A component of our internal research and development expenses related to process development, feasibility, or analytical and clinical validation activities also meet the performance obligations under contracts to provide companion diagnostic development services.
Recently Adopted Accounting Pronouncements
The Company adopted ASU 2016-13, Financial Instruments—Credit Losses (Topic 326): Measurement of Credit Losses on Financial Instruments effective January 1, 2020. The ASU sets forth a “current expected credit loss” (“CECL”) model which requires the Company to measure all expected credit losses for financial instruments held at the reporting date based on historical experience, current conditions and reasonable supportable forecasts. This replaces the existing incurred loss model and is applicable to the measurement of credit losses on financial assets measured at amortized cost, available-for-sale debt securities and applies to certain off-balance sheet credit exposures. The adoption of this ASU did not have a material impact on the Company’s condensed consolidated financial statements.
The Company adopted ASU 2018-13, Fair Value Measurement (Topic 820): Disclosure Framework—Changes to the Disclosure Requirements for Fair Value Measurement effective January 1, 2020. The ASU makes a number of changes meant to add, modify or remove certain disclosure requirements associated with the movement amongst, or hierarchy associated with, Level 1, Level 2 and Level 3 fair value measurements. The adoption of this ASU did not have a material impact on the Company’s condensed consolidated financial statements.

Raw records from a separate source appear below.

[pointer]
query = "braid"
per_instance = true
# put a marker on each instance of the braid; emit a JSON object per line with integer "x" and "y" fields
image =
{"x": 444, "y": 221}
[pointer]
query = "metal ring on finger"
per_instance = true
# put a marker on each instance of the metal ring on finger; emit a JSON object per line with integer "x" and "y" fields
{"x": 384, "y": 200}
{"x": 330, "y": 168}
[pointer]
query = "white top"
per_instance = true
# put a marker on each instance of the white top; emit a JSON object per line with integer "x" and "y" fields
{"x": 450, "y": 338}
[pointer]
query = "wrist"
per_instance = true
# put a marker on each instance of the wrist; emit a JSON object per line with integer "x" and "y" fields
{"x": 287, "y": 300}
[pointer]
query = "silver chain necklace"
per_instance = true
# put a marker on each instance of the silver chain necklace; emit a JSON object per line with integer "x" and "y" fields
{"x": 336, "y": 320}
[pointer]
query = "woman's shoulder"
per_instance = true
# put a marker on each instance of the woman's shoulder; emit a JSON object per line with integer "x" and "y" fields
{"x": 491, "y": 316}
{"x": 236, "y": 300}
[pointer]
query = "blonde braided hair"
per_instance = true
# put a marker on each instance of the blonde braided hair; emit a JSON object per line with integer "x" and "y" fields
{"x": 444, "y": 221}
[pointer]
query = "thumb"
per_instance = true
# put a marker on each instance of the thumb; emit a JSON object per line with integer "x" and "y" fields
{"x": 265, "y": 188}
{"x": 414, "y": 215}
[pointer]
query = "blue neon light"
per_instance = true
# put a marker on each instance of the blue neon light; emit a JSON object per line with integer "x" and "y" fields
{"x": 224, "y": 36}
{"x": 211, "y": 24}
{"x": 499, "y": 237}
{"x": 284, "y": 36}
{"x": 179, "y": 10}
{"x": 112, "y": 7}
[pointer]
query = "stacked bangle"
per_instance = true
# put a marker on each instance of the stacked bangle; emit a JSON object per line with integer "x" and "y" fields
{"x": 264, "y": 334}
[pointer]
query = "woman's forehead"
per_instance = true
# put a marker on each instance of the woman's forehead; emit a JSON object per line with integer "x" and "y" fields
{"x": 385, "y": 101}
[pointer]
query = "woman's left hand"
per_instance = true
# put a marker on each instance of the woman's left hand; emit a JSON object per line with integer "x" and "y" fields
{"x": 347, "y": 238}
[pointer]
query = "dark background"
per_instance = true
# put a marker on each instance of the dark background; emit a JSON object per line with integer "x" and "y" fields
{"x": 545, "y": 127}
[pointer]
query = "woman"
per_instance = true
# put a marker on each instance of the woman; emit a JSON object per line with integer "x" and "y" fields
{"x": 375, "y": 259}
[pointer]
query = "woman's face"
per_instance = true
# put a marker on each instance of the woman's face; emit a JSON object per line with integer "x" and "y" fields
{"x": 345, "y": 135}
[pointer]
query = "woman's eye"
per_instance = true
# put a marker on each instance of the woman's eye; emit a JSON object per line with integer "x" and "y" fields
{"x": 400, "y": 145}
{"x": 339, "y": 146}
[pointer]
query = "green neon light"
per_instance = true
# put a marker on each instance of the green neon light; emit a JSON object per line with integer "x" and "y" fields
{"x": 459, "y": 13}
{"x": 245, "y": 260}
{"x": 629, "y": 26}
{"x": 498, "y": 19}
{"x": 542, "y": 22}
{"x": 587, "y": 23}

Recently Issued Accounting Pronouncements Not Yet Adopted
In December 2019, the FASB issued ASU No. 2019-12, Income Taxes (Topic 740): Simplifying the Accounting for Income Taxes, which is intended to simplify various aspects related to accounting for income taxes. ASU No. 2019-12 removes certain exceptions to the general principles in ASC 740 and also clarifies and amends existing guidance to improve consistent application. This guidance is effective for fiscal years, and interim periods within those fiscal years, beginning after December 15, 2020, with early adoption permitted. The Company is currently evaluating the impact of this standard on its condensed consolidated financial statements.